Dans un article publié il y a une vingtaine d’années[1], le sociologue Shmuel Trigano analysait ce qu’il qualifiait de “signe juif de la politique française”, défini comme l’utilisation de la Shoah et du signe juif en général, à des fins politiques et politiciennes. “L'invocation répétée de la Shoah, source de moralisation universelle”, expliquait-il, “a contribué à la naissance d'un nouveau sacré qui a conféré au signe juif une valeur éthique absolue. Simultanément, la citoyenneté du juif français s'est vue construite comme modèle de l'intégration républicaine (I'envers de Vichy) offert en exemple aux immigrés : le signe juif, symbole de la République. Ces deux figures sont nées sans doute en écho au refoulé de l'Occupation dans la mémoire collective et à I'inquiétude née d'une immigration massive”.
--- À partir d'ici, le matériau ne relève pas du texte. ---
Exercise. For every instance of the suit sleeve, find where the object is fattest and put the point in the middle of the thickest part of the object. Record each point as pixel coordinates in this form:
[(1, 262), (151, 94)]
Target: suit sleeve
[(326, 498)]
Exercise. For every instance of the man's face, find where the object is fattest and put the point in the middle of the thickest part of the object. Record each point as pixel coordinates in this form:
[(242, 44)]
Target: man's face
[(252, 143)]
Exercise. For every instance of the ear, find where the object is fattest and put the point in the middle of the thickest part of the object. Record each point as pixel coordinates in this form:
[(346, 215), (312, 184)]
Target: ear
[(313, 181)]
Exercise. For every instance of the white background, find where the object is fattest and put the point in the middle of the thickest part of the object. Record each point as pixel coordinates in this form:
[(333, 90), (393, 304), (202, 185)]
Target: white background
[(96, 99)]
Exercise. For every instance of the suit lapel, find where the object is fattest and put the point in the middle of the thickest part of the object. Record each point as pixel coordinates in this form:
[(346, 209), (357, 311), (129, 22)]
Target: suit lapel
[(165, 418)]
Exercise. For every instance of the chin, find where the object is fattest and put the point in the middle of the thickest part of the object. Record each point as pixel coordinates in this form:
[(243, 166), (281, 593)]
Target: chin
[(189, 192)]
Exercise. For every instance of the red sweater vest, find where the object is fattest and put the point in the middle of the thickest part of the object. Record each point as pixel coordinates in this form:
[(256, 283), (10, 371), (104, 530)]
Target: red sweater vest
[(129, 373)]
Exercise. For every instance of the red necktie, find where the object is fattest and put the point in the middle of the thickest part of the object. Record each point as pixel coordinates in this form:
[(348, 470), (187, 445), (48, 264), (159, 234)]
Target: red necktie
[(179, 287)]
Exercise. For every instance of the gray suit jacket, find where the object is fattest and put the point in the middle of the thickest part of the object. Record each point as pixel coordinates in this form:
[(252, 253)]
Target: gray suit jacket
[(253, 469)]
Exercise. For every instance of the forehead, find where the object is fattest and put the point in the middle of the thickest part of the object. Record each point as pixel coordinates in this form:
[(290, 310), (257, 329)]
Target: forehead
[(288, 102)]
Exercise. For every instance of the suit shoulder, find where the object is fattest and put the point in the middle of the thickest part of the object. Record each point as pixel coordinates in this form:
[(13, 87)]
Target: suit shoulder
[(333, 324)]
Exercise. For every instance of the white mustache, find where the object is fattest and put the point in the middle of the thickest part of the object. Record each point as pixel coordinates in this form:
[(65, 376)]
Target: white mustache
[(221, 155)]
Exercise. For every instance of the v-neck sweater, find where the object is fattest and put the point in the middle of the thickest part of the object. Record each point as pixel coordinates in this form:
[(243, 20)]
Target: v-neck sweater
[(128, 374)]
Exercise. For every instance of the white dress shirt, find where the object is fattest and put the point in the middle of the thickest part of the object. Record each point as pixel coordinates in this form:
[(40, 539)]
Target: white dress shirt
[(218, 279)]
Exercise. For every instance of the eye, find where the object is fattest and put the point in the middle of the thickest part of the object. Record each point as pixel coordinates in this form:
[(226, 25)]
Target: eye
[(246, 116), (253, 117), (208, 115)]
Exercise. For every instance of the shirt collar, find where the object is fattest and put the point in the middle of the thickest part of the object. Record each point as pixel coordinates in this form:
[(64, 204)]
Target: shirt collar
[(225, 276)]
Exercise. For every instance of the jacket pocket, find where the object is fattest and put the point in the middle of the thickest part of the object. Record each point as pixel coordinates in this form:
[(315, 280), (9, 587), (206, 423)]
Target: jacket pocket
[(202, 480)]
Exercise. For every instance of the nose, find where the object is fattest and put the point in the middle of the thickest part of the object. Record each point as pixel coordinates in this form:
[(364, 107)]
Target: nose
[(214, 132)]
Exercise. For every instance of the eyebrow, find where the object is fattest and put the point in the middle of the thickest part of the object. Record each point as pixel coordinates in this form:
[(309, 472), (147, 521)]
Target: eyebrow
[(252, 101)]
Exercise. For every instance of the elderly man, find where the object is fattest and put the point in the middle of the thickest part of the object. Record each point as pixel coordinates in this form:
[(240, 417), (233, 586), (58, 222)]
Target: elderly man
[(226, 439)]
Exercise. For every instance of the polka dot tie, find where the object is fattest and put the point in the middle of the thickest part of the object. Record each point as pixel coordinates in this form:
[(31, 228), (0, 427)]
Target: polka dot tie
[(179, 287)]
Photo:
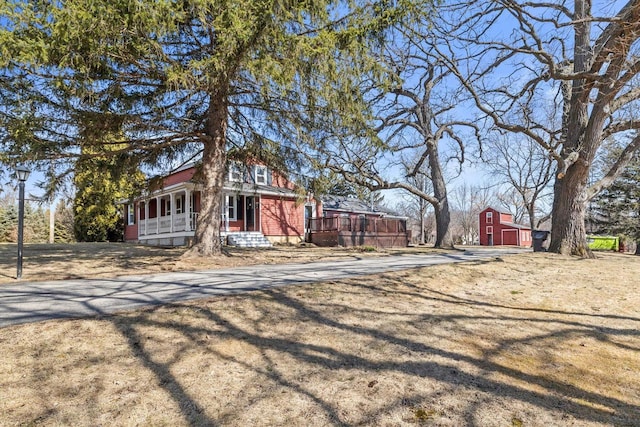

Vingt ans plus tard, cette analyse n’a pas pris une ride. Au contraire : les récentes déclarations du président-candidat Emmanuel Macron sur Vichy et les Juifs ou celles sur les “Juifs d’Orient” (titre d’une exposition qu’il a récemment inaugurée à l’Institut du Monde arabe) et les polémiques permanentes autour de propos du candidat Eric Zemmour sur les mêmes sujets montrent que le “signe juif” est, une fois de plus, un élément central de la politique française, placé au cœur de la campagne pour l’élection présidentielle.
Paradoxalement, comme le constatait Trigano à l’époque, ce “signe juif” ne coïncide pas nécessairement avec la condition vécue des Juifs. L’expérience des vingt dernières années montre qu’il ne coïncide pas du tout avec elle… Au contraire, on pourrait dire - et c’est l’hypothèse que nous voudrions avancer ici - que l’utilisation du signe juif est d’autant plus marquée et flagrante que leur condition réelle se dégrade. Ou, pour dire les choses en d’autres termes, plus le “Juif réel” devient persona non grata dans la France d’aujourd’hui, plus son double symbolique est omniprésent et célébré dans le discours politique et médiatique.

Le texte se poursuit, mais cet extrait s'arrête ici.